Of possible interest: fast UTF8 validation

Joakim dlang at joakim.fea.st
Fri May 18 08:44:41 UTC 2018


On Thursday, 17 May 2018 at 23:11:22 UTC, Ethan wrote:
> On Thursday, 17 May 2018 at 17:26:04 UTC, Dmitry Olshansky 
> wrote:
>> TCP being  reliable just plain doesn’t cut it. Corruption of
>> single bit is very real.
>
> Quoting to highlight and agree.
>
> TCP is reliable because it resends dropped packets and delivers 
> them in order.
>
> I don't write TCP packets to my long-term storage medium.
>
> UTF as a transportation protocol Unicode is *far* more useful 
> than just sending across a network.

The point wasn't that TCP is handling all the errors, it was a 
throwaway example of one other layer of the system, the network 
transport layer, that actually has a checksum that will detect a 
single bitflip, which UTF-8 will not usually detect.

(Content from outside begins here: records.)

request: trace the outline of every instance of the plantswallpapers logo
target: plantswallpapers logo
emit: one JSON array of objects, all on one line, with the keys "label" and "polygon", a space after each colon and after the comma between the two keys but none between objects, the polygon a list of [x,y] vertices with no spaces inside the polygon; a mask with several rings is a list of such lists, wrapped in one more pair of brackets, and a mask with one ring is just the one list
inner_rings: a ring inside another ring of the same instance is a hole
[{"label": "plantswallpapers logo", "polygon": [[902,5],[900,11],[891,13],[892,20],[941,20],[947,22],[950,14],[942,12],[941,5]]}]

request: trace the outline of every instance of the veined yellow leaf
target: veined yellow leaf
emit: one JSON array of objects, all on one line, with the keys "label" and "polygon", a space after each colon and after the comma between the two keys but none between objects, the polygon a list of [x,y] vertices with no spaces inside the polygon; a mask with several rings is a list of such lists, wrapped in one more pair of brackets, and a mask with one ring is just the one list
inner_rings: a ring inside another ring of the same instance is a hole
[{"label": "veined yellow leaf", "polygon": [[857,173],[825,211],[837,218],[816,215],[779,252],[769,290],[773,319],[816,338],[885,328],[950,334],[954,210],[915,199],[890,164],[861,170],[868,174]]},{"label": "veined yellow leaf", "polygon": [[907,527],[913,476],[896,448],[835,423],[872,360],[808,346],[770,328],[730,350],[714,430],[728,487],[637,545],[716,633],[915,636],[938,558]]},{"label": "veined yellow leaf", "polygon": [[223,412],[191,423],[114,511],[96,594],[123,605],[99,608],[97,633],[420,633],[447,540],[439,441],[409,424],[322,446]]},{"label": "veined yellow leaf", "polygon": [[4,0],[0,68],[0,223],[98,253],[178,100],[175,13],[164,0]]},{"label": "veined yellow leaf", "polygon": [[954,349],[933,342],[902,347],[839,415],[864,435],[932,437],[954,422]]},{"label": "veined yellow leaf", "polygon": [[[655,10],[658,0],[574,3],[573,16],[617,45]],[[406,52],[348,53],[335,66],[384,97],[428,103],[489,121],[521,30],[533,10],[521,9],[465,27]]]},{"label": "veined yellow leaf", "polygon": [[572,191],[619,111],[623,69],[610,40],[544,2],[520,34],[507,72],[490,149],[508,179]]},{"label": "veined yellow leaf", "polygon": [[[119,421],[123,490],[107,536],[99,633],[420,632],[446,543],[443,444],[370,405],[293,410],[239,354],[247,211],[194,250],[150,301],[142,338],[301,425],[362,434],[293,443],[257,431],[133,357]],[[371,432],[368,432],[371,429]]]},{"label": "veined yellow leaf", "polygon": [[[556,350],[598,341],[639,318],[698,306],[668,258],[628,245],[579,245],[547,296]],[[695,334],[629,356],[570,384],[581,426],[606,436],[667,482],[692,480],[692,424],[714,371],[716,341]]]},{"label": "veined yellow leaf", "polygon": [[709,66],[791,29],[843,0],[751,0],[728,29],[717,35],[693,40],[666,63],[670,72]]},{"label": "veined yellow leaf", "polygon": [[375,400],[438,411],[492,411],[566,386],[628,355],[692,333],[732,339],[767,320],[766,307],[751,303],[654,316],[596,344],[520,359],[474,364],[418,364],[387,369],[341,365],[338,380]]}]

I mentioned 
that the filesystem and several other layers have their own such 
error detection, yet you guys crazily latch on to the TCP example 
alone.

On Thursday, 17 May 2018 at 23:16:03 UTC, H. S. Teoh wrote:
> On Thu, May 17, 2018 at 07:13:23PM +0000, Patrick Schluter via 
> Digitalmars-d wrote: [...]
>> - the auto-synchronization and the statelessness are big deals.
>
> Yes.  Imagine if we standardized on a header-based string 
> encoding, and we wanted to implement a substring function over 
> a string that contains multiple segments of different 
> languages. Instead of a cheap slicing over the string, you'd 
> need to scan the string or otherwise keep track of which 
> segment the start/end of the substring lies in, allocate memory 
> to insert headers so that the segments are properly 
> interpreted, etc.. It would be an implementational nightmare, 
> and an unavoidable performance hit (you'd have to copy data 
> every time you take a substring), and the @nogc guys would be 
> up in arms.

As we discussed when I first raised this header scheme years ago, 
you're right that slicing could be more expensive, depending on 
whether you chose to allocate a new header for the substring or 
not. The question is whether the optimizations available from 
such a header telling you where all the language substrings are 
in a multi-language string make up for having to expensively 
process the entire UTF-8 string to get that or other data. I 
think it's fairly obvious the design tradeoff of the header would 
beat out UTF-8 for all but a few degenerate cases, but maybe you 
don't see it.

> And that's assuming we have a sane header-based encoding for 
> strings that contain segments in multiple languages in the 
> first place. Linguistic analysis articles, for example, would 
> easily contain many such segments within a paragraph, or 
> perhaps in the same sentence. How would a header-based encoding 
> work for such documents?

It would bloat the header to some extent, but less so than a 
UTF-8 string. You may want to use special header encodings for 
such edge cases too, if you want to maintain the same large 
performance lead over UTF-8 that you'd have for the common case.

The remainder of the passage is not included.